Cheers rang out from both sides as soldiers spotted the carriage — a tangible symbol that the U.S. Civil War was marching inexorably to an end — even if the shape of that end was not completely clear.

The peace conference was held aboard the River Queen steamship anchored at Hampton Roads, Va., near Fortress Monroe — known as “Freedom Fortress” for sheltering so many African Americans since the Civil War began.

On 3 Feb. 1865 — two days after he approved sending the 13th Amendment to state legislatures for ratification — Pres. Abraham Lincoln , along with Sec. of State William H. Seward, represented the federal government at the meeting with the Confederate representatives.

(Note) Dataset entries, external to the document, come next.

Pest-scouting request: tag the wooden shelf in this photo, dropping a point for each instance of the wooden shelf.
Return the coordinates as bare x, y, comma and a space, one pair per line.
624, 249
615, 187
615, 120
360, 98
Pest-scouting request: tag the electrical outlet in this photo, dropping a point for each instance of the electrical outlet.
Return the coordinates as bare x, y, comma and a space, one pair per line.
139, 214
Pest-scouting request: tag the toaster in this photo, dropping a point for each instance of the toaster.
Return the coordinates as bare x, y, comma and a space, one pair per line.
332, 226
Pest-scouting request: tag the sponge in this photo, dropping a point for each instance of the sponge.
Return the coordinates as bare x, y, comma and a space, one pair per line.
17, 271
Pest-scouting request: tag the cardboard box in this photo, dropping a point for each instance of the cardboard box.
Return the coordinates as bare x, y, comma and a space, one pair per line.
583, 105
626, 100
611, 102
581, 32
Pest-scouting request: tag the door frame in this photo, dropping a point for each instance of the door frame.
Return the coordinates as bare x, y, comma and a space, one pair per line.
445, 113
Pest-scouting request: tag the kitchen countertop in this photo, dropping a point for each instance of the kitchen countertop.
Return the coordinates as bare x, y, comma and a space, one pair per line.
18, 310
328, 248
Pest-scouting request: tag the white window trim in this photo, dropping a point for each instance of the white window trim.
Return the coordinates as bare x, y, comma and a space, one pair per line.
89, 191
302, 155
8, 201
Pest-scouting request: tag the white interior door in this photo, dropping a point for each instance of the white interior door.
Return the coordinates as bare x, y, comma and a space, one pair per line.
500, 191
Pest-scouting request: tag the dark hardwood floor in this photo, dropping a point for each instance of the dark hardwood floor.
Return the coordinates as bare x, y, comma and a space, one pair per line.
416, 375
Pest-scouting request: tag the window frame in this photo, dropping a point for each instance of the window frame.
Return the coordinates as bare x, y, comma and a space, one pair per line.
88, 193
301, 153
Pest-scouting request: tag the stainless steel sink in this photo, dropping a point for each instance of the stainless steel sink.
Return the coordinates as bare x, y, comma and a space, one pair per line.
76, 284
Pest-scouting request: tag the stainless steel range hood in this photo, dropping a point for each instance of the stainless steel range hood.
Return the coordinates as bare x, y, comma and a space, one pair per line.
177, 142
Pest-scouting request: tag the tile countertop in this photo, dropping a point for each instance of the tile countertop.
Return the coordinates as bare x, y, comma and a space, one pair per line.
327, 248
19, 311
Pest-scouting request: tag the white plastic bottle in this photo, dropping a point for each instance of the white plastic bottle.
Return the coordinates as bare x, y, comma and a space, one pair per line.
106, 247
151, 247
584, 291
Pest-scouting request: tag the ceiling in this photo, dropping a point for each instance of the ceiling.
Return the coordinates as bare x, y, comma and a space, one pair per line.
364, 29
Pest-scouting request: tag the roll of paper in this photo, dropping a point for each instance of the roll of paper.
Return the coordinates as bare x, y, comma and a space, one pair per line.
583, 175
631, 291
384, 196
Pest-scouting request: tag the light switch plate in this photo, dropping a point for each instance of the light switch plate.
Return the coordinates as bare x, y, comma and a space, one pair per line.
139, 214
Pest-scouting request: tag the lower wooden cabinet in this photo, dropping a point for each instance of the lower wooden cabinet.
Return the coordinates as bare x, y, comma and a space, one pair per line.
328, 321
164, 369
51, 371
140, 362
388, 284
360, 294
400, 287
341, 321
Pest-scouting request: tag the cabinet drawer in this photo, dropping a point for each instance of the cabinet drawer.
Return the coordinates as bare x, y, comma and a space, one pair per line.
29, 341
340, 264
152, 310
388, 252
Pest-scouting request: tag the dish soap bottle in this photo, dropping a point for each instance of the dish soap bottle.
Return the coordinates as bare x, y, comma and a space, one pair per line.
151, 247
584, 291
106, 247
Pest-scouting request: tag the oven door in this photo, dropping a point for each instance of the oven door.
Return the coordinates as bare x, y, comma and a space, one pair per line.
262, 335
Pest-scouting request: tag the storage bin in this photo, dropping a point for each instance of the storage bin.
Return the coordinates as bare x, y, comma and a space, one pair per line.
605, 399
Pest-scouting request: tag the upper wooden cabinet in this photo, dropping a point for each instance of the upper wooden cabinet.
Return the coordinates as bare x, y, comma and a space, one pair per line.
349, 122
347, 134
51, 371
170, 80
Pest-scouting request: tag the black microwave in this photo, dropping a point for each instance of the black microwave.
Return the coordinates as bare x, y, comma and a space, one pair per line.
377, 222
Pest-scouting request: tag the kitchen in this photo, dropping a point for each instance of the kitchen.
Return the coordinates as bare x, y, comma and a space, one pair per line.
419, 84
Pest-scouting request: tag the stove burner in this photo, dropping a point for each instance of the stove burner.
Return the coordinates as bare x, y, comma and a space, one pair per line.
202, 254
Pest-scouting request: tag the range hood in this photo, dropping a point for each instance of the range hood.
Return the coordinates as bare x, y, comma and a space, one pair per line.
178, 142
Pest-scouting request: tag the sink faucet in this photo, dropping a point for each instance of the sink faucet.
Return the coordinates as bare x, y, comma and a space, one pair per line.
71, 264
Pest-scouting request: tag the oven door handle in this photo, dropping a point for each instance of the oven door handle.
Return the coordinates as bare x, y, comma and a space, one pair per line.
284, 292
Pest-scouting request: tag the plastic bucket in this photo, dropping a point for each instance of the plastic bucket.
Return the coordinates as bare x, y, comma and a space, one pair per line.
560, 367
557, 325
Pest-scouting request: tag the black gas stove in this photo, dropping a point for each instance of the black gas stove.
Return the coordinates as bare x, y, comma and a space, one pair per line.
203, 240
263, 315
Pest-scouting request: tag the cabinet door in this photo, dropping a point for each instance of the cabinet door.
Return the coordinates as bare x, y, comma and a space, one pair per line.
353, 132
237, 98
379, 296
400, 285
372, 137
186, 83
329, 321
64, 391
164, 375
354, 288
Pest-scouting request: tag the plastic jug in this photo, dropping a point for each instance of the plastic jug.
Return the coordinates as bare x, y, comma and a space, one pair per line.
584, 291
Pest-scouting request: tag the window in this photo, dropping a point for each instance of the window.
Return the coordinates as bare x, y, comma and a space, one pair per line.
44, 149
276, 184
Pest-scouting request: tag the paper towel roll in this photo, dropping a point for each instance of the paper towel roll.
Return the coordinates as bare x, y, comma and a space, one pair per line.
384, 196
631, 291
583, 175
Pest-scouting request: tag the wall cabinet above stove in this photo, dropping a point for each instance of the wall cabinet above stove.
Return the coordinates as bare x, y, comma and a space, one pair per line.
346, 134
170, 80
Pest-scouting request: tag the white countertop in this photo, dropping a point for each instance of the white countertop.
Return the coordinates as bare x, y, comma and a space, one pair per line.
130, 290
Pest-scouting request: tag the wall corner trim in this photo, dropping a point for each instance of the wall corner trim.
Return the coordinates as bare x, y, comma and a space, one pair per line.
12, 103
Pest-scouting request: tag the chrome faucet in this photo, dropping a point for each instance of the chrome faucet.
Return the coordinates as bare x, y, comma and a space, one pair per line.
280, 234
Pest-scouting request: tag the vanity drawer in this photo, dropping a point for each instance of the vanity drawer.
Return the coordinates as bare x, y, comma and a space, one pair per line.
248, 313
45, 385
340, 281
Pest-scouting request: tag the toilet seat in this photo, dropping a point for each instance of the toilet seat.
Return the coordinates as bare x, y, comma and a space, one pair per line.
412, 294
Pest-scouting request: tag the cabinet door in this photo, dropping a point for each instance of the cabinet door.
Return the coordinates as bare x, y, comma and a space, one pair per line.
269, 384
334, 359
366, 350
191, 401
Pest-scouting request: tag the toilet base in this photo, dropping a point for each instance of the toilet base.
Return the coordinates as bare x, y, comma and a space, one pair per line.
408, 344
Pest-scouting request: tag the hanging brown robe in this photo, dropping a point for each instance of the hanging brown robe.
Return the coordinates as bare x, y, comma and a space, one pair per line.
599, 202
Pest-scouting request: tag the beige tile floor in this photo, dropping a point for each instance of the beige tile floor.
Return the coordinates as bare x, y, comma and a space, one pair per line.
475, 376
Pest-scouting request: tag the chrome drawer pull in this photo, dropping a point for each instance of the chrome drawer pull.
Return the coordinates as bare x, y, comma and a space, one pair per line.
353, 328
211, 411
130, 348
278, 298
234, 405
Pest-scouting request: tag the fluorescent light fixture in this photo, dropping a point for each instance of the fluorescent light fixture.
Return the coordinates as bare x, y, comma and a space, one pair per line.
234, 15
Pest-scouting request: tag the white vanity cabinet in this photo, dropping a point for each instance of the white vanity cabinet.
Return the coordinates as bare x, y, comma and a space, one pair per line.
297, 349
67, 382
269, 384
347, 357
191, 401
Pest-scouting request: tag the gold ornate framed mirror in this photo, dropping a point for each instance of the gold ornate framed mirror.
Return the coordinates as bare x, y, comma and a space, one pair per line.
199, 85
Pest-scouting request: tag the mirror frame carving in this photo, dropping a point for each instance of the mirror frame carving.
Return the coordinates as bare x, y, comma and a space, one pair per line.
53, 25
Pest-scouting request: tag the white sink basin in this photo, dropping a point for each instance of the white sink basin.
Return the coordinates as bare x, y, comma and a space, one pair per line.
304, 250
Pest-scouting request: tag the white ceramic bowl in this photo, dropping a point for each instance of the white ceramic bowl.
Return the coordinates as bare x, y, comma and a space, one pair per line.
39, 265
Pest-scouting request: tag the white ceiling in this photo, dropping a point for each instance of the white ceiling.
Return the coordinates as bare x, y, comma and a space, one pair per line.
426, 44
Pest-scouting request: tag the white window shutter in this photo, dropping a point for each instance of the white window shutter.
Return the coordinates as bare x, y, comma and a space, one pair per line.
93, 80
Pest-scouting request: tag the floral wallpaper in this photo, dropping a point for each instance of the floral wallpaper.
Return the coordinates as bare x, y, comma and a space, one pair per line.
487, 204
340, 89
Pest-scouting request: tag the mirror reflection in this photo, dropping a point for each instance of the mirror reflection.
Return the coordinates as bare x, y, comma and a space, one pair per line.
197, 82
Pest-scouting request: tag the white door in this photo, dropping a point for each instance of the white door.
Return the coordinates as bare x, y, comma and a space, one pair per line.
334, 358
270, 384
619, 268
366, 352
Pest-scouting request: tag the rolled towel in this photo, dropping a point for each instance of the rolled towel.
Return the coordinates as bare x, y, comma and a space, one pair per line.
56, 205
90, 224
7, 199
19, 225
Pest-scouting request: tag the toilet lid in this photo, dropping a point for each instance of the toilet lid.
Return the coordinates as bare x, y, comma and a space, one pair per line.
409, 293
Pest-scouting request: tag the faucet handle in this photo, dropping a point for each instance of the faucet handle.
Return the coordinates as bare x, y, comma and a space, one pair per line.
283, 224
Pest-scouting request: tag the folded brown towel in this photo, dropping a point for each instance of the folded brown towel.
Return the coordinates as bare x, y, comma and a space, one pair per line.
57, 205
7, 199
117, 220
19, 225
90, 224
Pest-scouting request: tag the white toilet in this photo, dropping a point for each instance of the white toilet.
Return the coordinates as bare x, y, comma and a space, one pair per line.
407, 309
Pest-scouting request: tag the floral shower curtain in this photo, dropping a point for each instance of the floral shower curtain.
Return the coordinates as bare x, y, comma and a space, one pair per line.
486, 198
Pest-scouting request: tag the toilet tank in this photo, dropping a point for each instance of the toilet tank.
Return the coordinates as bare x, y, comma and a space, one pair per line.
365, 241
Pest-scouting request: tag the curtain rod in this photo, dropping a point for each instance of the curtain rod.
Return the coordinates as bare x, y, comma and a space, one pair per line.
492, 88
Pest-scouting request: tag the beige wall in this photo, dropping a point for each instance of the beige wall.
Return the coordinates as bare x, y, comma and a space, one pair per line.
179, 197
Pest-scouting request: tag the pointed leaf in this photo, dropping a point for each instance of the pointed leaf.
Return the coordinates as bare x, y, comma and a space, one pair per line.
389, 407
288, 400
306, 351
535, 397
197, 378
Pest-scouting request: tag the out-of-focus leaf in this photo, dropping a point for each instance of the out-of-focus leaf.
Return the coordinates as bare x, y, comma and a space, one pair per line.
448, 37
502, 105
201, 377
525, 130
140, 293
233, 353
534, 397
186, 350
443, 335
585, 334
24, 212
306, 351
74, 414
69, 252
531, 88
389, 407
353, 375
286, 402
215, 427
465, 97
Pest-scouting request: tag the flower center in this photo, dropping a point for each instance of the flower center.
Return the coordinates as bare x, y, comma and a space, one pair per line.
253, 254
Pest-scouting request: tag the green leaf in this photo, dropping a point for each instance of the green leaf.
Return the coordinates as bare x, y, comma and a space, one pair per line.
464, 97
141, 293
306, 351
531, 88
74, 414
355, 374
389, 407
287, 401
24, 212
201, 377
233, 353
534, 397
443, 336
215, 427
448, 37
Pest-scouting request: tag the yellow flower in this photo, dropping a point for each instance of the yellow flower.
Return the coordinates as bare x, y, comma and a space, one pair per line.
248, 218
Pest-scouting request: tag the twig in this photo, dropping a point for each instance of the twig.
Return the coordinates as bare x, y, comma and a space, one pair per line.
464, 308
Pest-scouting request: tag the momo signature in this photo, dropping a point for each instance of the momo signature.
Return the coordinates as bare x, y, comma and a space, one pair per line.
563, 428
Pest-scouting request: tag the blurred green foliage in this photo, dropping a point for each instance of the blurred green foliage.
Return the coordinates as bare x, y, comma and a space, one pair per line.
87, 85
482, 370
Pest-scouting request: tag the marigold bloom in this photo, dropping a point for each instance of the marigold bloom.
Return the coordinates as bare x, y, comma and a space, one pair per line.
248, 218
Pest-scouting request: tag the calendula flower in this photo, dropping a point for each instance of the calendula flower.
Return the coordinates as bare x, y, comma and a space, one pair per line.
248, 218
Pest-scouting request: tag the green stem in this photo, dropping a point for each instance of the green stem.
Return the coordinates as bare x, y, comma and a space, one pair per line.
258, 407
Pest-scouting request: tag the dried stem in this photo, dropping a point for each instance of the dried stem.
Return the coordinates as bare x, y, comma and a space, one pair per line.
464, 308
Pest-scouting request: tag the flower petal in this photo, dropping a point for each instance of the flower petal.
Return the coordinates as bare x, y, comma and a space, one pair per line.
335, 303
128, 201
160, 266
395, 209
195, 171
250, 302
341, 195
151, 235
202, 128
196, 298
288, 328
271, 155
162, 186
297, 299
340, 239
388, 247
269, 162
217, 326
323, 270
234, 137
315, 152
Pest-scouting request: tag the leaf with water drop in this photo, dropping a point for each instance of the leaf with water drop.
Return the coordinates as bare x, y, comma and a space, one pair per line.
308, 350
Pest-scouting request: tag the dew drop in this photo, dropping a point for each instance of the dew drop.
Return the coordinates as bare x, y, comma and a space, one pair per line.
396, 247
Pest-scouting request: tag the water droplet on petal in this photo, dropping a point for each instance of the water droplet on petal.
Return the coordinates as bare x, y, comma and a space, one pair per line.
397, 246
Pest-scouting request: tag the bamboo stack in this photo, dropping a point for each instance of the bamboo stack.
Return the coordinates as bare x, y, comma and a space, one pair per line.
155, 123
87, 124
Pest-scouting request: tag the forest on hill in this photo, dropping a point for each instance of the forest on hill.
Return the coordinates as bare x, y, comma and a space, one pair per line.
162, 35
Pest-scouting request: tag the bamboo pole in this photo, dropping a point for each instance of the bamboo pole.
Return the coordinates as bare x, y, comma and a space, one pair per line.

Political, economic and military developments clearly pointed to a victory for the North. But the South’s delegation would not yield on ending slavery or rejoining the Union — so they went back the way they came with no agreement. And the troops went back to the trenches where the fighting resumed in earnest.

What was my great, great grandfather’s view on all of this? I can’t know for sure, since I have inherited no journals or correspondence. But his fellow artillerists from the 6th NYHA — Sgt. William Thistleton who kept a diary and Pvt. Orson L. Reynolds who regularly wrote home — were silent about the conference while it was taking place.

Almost as if they sensed that the talks would come to nothing and that the great victories of the Civil War — abolishing slavery and preserving the Union — would only be won by fighting the war to  the finish.